En mi adultez, buscando el equilibrio entre mi mente y mis emociones, le di permiso a mi cuerpo para expresarse. El tercer lado del triángulo se manifestó. El baile tomó posesión de mi piel, mi mente y mi corazón. Mi sangre andaluza se encendió al son del flamenco. El zapateo despertó a la guerrera dormida. La sensualidad ondulante de mis manos trazaba figuras alrededor de mis curvas. El seductor movimiento de los volados rojos reveló la intensidad y la pasión que me caracterizan.
Así, por fin, una historia de amor a mis cincuenta y cuatro años, en medio de una pandemia, me dio el empujón que me faltaba. Encontré a mi amante.

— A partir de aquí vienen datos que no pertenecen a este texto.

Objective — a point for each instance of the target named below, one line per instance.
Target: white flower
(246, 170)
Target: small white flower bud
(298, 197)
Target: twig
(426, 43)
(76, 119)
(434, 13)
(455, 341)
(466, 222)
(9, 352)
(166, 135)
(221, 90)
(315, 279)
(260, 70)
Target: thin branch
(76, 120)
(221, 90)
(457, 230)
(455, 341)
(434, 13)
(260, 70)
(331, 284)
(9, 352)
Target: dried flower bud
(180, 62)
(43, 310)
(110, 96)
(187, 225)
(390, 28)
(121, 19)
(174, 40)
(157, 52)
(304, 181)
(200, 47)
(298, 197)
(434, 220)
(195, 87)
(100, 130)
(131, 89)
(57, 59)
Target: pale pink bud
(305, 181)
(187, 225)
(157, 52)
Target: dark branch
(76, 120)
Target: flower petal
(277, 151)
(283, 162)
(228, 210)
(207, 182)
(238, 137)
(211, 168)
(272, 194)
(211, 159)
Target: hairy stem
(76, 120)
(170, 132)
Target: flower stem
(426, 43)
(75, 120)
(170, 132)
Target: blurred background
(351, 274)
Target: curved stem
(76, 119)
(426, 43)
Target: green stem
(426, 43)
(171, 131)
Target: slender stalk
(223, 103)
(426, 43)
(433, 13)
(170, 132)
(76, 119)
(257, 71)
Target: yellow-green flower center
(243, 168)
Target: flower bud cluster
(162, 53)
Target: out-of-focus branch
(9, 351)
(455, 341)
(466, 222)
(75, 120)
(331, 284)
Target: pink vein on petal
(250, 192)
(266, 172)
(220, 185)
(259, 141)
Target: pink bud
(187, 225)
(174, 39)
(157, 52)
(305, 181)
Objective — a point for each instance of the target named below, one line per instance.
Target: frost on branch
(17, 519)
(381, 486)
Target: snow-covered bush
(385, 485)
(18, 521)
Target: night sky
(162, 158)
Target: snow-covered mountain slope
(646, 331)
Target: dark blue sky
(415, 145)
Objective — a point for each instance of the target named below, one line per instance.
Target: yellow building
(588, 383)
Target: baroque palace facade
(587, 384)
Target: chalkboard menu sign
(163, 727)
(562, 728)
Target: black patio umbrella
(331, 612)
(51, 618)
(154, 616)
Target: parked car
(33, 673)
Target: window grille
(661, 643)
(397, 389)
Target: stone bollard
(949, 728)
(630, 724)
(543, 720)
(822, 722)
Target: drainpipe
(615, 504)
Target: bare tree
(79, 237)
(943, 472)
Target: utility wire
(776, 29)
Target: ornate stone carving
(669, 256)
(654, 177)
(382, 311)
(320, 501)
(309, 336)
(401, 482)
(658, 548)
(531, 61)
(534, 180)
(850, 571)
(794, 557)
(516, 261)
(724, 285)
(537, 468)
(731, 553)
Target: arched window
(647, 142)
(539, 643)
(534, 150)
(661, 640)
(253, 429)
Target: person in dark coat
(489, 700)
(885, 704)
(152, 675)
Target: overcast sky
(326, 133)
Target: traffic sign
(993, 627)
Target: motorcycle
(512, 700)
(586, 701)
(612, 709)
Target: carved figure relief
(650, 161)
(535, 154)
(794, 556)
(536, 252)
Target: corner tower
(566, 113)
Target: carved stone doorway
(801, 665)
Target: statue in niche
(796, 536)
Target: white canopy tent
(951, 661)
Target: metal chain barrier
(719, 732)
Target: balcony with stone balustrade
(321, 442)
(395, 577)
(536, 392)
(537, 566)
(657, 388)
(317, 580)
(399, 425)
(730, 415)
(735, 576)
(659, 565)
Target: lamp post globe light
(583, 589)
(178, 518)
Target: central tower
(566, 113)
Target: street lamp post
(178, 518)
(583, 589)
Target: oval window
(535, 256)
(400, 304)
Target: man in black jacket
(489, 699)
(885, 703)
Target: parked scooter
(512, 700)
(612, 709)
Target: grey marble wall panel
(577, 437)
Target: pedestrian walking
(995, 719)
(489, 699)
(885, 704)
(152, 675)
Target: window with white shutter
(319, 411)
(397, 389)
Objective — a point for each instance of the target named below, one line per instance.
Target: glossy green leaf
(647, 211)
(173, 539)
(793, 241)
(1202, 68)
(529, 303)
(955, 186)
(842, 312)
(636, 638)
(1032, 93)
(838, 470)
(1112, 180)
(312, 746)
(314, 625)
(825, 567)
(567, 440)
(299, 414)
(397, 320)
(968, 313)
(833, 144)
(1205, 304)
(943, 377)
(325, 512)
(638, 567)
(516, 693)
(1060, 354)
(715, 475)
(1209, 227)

Un tsunami interno de emociones empezó a salir. Simple y complejo, nuestro amor sucedió. Se deslizó por mi cuerpo de una manera natural, intuí que siempre había estado ahí. Lo tomé, lo abracé. Me dejé querer.
Mi agenda verde se iluminó. Un bolígrafo mágico atrapó palabras, ideas y sensaciones. Se materializaron los elementos que habitan en mi interior, a través de la escritura. Como si moldeara una escultura dorada.
La escritura, mi amante, me permitió mostrarme tal cual soy. Expresar lo que siento, lo que pienso, lo que me atraviesa. Me espera cuando me distancio, me observa, me comprende y me cobija cuando me acerco. Cuando estoy demasiado enredada, me permite mirar desde afuera, trabajar lo que ha salido de mis entrañas y convertirlo, no siempre en un final feliz, pero sí en una aventura que transformará mi ser.
La escritura, mi amante, le dio voz a la mujer que fue silenciada. Me liberó para cambiar los finales a mi gusto. Y como si fuera poco, crear nuevos comienzos.